I usually go to Lane Bryant, their stuff is slightly expensive but it is really good quality and lasts a long time.  I'm wearing some of their jeans that I have had for 5 years and they are still in excellent condition!

I don't know if you have these stores where you are but, Marshalls, Ross & TJ Maxx all have good stuff.  You will have to search & dig but sometimes it's worth it.  LB has some good stuff sometimes in the clearance section.  Torrid is trendy but way too expensive for the quality.


----------



## SuSana (Oct 27, 2009)

Faith21 has some cute clothes, but their 2x= size 16.  Yeah...I have never seen a 16 that was 2x.  I'm assuming their stuff runs small.


----------



## pnuttbuttajelli (Oct 28, 2009)

from what i remember, i thought Faith 21's stuff was tacky.

but thanks anyways


----------



## chynegal (Oct 28, 2009)

sometimes u just gotta look around.........i work for old navy in pembroke pines and sometimes we have some cute stuff and we are plus size friendly...i like some of the faith 21 stuff but not all of it and they do run small but the best one is in aventura they have a bigger selection of stuff


----------



## User27 (Oct 28, 2009)




----------



## SuSana (Oct 28, 2009)

Quote:

   Originally Posted by *Casadalinnis* 

 
_If people think people are blessed with breasts, all I have to say is I'm willing to donate because Curvation only makes bras so cute. Yes, it's better to look at it from a better angle than let it beat you up. 
	

	
	
		
		

		
		
	


	


_

 
You should try Lane Bryant bras, they make some cute ones and they have sizes from 36-48 B-H.  I love their bras, and they usually have them buy one, get one half off.


----------



## pnuttbuttajelli (Oct 28, 2009)

i love old navy so much. but i go there so much, i'm on the verge of having a  closet full of old navy!! lol

thanks for reminding me about tjmaxx, ross,  marshalls, etc. i haven't been to those places in a while, and that's where i  used to get all my clothes. i'll head back eventually. 

 Quote:

   Originally Posted by *Casadalinnis* 

 
_...

pnuttbuttajelli, pnuttbuttajelli, pnuttbuttajelli eh, I'll quit while I'm ahead but Susana on the go with the three stores she listed and I'll vouch. xD
 ..._

 
sorry, i don't quite understand what you're trying to say here.


----------



## Face2Mac (Oct 28, 2009)

Charlotte Russe carries L and XL sizes. But you really have to search and try on because most are a little small but I got a lot of tops their recently and I am a 14 and they weren't tight. 

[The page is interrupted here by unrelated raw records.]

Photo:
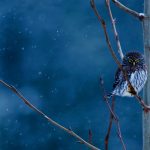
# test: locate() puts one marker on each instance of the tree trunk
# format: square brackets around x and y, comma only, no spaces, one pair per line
[146,116]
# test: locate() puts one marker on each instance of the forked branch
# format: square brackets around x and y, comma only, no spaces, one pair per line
[140,16]
[113,117]
[114,29]
[131,89]
[30,105]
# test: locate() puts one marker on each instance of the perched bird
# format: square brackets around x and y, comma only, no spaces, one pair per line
[134,65]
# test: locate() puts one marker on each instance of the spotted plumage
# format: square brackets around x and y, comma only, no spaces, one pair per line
[134,65]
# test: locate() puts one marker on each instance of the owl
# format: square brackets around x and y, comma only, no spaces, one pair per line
[134,65]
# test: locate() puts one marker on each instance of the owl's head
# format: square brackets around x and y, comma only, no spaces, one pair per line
[133,59]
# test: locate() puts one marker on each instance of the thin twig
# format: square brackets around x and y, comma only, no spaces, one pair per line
[30,105]
[114,28]
[140,16]
[110,124]
[90,136]
[113,114]
[131,89]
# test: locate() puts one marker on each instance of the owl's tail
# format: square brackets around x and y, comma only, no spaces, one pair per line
[109,95]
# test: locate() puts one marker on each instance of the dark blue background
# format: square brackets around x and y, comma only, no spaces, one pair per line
[54,52]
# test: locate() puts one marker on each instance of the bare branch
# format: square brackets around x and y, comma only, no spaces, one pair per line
[140,16]
[110,124]
[114,116]
[30,105]
[131,89]
[115,30]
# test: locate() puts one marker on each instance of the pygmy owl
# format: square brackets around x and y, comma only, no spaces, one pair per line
[134,65]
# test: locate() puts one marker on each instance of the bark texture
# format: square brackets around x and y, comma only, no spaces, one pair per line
[146,116]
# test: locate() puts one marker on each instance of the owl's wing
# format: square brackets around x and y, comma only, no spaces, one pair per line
[119,77]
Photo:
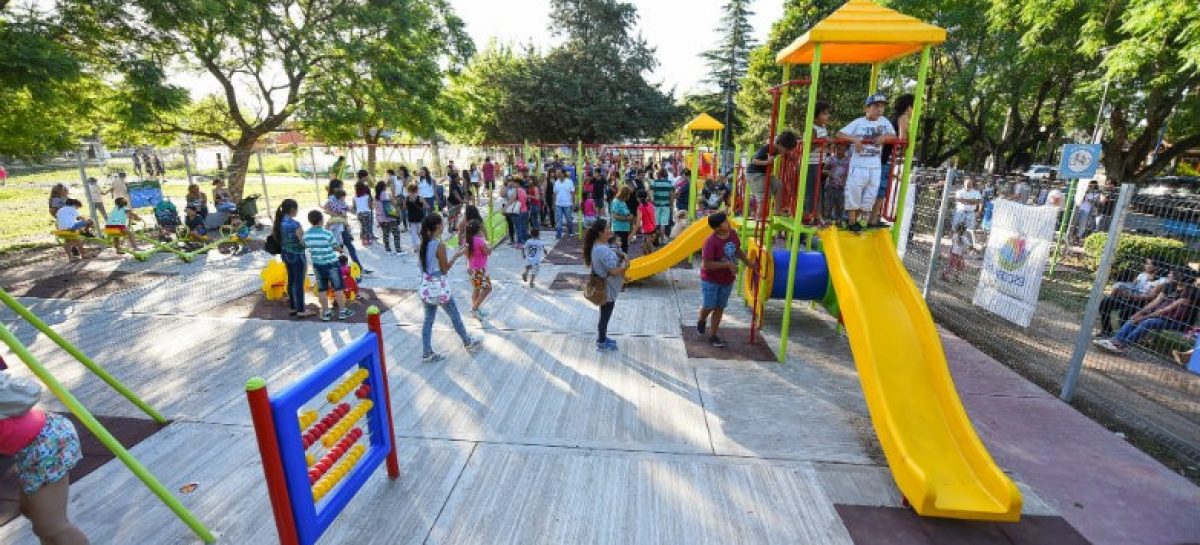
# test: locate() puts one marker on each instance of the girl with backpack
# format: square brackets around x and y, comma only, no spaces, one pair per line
[435,291]
[289,235]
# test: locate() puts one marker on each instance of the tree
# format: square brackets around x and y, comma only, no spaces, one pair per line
[729,60]
[592,88]
[390,77]
[49,101]
[259,52]
[1152,71]
[844,87]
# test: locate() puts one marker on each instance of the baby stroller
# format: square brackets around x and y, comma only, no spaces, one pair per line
[247,209]
[167,216]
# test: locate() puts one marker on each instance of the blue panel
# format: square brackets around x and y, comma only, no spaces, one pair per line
[312,519]
[811,276]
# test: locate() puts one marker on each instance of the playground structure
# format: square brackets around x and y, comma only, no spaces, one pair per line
[85,417]
[936,459]
[316,448]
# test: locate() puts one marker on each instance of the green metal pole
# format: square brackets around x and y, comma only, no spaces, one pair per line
[21,310]
[1068,219]
[717,153]
[579,184]
[798,217]
[913,132]
[695,177]
[105,437]
[745,211]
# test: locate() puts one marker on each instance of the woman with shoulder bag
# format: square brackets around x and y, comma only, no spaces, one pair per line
[435,289]
[610,268]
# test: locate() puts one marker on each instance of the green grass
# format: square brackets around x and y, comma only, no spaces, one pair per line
[25,220]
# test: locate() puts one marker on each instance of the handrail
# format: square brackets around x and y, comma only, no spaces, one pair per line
[24,312]
[102,433]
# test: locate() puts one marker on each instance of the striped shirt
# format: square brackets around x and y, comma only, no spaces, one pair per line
[321,246]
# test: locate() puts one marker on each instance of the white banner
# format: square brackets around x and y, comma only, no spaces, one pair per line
[1018,249]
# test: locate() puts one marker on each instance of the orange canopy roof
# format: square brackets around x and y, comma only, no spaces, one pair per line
[703,123]
[862,33]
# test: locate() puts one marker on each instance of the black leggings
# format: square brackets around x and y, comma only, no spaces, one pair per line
[605,315]
[624,240]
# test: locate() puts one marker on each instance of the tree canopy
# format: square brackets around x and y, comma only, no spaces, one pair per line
[388,76]
[592,88]
[727,64]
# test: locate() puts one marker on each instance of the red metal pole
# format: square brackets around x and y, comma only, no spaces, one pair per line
[273,463]
[761,221]
[373,325]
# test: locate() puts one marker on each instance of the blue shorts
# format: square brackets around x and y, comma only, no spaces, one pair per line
[329,276]
[714,295]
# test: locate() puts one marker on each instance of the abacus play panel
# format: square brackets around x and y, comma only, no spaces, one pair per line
[324,436]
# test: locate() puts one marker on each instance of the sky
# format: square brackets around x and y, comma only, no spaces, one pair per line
[678,30]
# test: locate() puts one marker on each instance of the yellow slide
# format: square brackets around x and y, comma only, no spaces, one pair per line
[935,455]
[688,243]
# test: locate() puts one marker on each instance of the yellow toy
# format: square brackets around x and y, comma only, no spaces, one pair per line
[275,280]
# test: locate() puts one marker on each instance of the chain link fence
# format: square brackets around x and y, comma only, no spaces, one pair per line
[1139,385]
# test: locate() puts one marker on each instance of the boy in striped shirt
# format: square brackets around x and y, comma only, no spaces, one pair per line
[322,247]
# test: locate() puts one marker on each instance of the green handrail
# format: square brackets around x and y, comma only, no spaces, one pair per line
[102,433]
[24,312]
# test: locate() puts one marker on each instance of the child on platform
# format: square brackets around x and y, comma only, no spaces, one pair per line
[534,251]
[834,203]
[868,136]
[119,225]
[647,223]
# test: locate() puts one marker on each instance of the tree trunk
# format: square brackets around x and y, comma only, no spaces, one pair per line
[371,157]
[239,163]
[437,156]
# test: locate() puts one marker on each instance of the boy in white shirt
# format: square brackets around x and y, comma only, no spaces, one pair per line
[868,136]
[534,251]
[69,219]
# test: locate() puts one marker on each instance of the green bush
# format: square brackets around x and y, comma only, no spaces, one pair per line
[1132,249]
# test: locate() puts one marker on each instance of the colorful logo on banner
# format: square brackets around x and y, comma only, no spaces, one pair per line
[1017,253]
[1013,253]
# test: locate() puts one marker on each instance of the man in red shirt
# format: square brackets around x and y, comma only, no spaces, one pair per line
[719,269]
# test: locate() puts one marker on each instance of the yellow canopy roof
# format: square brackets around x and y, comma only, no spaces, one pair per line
[862,33]
[703,123]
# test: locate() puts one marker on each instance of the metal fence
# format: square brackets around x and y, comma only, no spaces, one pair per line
[1143,389]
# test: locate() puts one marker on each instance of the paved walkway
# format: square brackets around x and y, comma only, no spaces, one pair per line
[539,438]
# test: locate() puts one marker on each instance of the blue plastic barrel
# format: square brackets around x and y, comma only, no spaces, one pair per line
[811,276]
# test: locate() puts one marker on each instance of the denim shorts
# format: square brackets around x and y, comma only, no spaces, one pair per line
[714,295]
[328,276]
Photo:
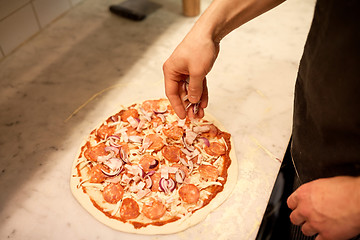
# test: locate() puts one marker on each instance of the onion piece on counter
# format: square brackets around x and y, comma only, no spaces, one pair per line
[205,141]
[114,163]
[133,122]
[135,139]
[148,182]
[167,185]
[154,164]
[113,173]
[112,149]
[161,111]
[113,139]
[201,129]
[180,176]
[181,122]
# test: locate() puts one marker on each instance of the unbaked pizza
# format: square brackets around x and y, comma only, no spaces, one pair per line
[146,171]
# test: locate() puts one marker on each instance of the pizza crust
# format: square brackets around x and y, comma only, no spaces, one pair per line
[169,228]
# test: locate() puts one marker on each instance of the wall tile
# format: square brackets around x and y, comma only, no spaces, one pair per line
[74,2]
[8,7]
[17,28]
[48,10]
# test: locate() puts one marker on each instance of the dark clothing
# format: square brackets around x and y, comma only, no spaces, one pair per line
[326,124]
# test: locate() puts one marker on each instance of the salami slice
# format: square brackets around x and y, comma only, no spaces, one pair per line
[174,132]
[208,172]
[154,210]
[149,163]
[156,141]
[189,193]
[105,130]
[113,193]
[92,153]
[96,175]
[216,149]
[129,209]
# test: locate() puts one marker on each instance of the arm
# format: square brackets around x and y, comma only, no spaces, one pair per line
[329,207]
[196,54]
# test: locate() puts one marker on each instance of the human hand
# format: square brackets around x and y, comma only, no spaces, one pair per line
[329,207]
[193,58]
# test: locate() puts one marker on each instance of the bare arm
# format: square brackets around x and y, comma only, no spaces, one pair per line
[196,54]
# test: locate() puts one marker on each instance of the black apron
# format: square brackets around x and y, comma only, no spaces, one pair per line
[326,124]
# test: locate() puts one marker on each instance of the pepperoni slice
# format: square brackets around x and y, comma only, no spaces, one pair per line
[216,149]
[156,121]
[156,141]
[189,193]
[155,178]
[155,105]
[105,130]
[113,192]
[212,133]
[149,163]
[93,152]
[132,132]
[96,175]
[127,113]
[129,209]
[154,211]
[180,166]
[208,172]
[172,153]
[174,132]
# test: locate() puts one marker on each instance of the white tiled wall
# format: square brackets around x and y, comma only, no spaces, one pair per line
[21,19]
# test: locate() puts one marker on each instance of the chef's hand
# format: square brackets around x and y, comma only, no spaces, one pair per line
[193,58]
[329,207]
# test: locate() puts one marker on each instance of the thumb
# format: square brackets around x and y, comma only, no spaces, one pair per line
[195,88]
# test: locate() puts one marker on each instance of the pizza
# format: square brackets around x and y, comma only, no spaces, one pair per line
[144,170]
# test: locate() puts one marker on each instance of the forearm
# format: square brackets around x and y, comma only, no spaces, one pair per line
[223,16]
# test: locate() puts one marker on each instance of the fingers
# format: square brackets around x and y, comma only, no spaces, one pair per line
[296,218]
[195,89]
[308,230]
[292,201]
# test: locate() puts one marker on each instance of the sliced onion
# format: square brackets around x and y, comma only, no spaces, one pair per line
[154,164]
[147,115]
[205,141]
[148,181]
[114,163]
[135,139]
[112,149]
[113,173]
[113,139]
[180,176]
[150,173]
[124,156]
[191,166]
[201,129]
[162,117]
[160,111]
[181,122]
[167,185]
[133,122]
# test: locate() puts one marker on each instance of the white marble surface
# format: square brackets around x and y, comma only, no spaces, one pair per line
[88,50]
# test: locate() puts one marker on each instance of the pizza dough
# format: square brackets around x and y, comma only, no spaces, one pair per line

Other stores: Marshall's, TJ Maxx, JcPenney(on the fence about them, but cute stuff), Sears, Ashley Stewart, Deb's, Dot's and Rainbow (cheap but trendy, tops only, pants are horrible)

And Forever 21 Faith line. I like that line for weekend wear, clubbing, cute tops and accessories. Also, yeah, they run small.

I know what Wet Seal carries our size on the website.


----------



## kaliraksha (Nov 23, 2009)

It sucks, because I'm in the same size ranges... and I feel like somethings are true larges or x-larges, but in the trendy stuff a lot isn't. When I want quality stuff for a good price I usually have to wait and save for sales at places where I actually like their stuff. I tend to shop at TJ Maxx, Ross, & Marshalls otherwise and look for their higher quality stuff at decent prices. I also look for department store sales during the Holidays.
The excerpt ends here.